Today, I worship and serve within the walls of a traditional, small-town Protestant church. Those four “millennials” who were raised in church are each taking a different path. One leans toward liturgy and tradition, two are very much engaged in post-modern church culture (one traditional and one on the “cool” side) and the fourth is on a quest to discover for himself just what he believes.

My point is: It isn’t “church” that brings, keeps or loses followers. It isn’t necessarily what’s written in the doctrinal statement, or what’s stenciled over the front entrance. It’s not the songs or the traditions, or even the politics of a church body that draw or disgust true followers of Christ. And much of the time, it’s not what is said from the pulpit in the name of Jesus about sin and how it corrupts that will send folks out the door.

On this, I agree with Evans:

“We’re not leaving the church because we don’t find the cool factor there; we’re leaving the church because we don’t find Jesus there.”

So, where do you find Jesus? Just two places that I know of – in his people and in his Word.

Jesus shines through relationships – the ones that draw you in and keep you there because of people who don’t just tell you, they show you how to “love like Jesus”. Politics, science and prejudice aside, Biblical truth spoken in love, offered with grace and lived out in faith is magnetic.
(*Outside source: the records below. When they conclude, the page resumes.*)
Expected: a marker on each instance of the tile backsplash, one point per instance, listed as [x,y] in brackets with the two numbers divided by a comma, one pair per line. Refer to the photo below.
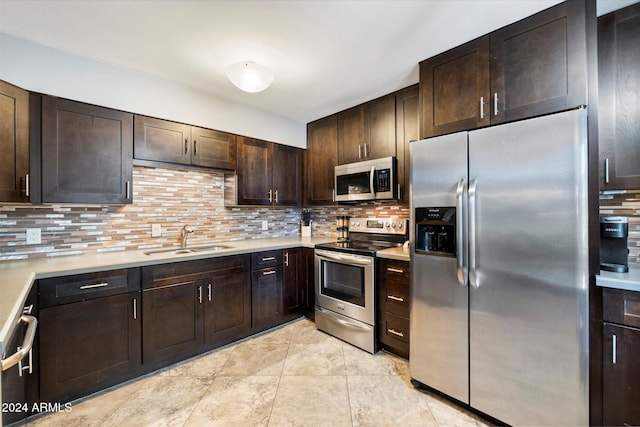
[625,204]
[172,198]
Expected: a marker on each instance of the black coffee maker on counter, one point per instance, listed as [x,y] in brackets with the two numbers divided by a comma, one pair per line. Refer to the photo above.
[614,253]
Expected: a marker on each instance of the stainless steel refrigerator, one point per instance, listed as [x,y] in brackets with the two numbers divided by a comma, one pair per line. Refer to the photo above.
[499,273]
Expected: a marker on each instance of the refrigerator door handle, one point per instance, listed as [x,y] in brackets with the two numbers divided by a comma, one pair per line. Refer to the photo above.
[473,275]
[461,273]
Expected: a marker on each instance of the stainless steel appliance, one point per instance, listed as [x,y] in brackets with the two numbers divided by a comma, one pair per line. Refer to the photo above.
[369,180]
[614,252]
[499,273]
[345,277]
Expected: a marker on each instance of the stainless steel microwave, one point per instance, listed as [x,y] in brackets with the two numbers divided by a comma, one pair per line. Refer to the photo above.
[369,180]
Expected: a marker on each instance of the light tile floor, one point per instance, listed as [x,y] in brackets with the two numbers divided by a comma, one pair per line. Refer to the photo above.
[294,375]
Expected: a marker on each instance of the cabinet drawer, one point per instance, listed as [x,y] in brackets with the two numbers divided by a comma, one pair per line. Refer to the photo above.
[82,287]
[622,307]
[395,297]
[265,259]
[395,270]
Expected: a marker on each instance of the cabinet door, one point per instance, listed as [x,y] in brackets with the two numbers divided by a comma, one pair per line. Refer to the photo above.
[351,135]
[14,143]
[228,309]
[407,128]
[287,175]
[213,149]
[621,375]
[172,322]
[291,281]
[618,106]
[454,89]
[254,171]
[87,153]
[266,297]
[380,128]
[161,140]
[538,65]
[88,346]
[320,161]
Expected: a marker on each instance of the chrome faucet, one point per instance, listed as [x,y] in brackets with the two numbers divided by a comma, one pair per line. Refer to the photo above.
[184,234]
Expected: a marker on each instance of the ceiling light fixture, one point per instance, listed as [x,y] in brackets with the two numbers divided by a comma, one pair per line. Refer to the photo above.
[250,76]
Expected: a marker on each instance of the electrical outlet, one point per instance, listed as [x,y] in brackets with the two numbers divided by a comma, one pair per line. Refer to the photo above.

And if you think Jesus doesn’t reside in church, pull that Bible out of the pocket in front of you. Better yet, grab your own Bible and find out for yourself what he said about social justice, about sexual sin, bibleabout prejudice.

Christians will never discover the perfect way to “do church”. In the end, we’ll just find ourselves going in circles. To quote the words of a writer from another generation

“What has been will be again, what has been done will be done again; there is nothing new under the sun.”

Complete satisfaction will come only on the other side of this life. But, if we want to keep people seeking Jesus – and that includes congregating to worship – they must see him in our lives and hear his words on our lips.

And, what they choose to do with that is up to them.

2 Comments

  1. Blue-and-Green-Together

    Excellent. I think you are “right on” about this. Thank you.

    • Ingrid Lochamire

      Thanks, Karen. So much of what forms our faith happens outside the four walls of church, even outside the community we call “church.” So glad you stopped by!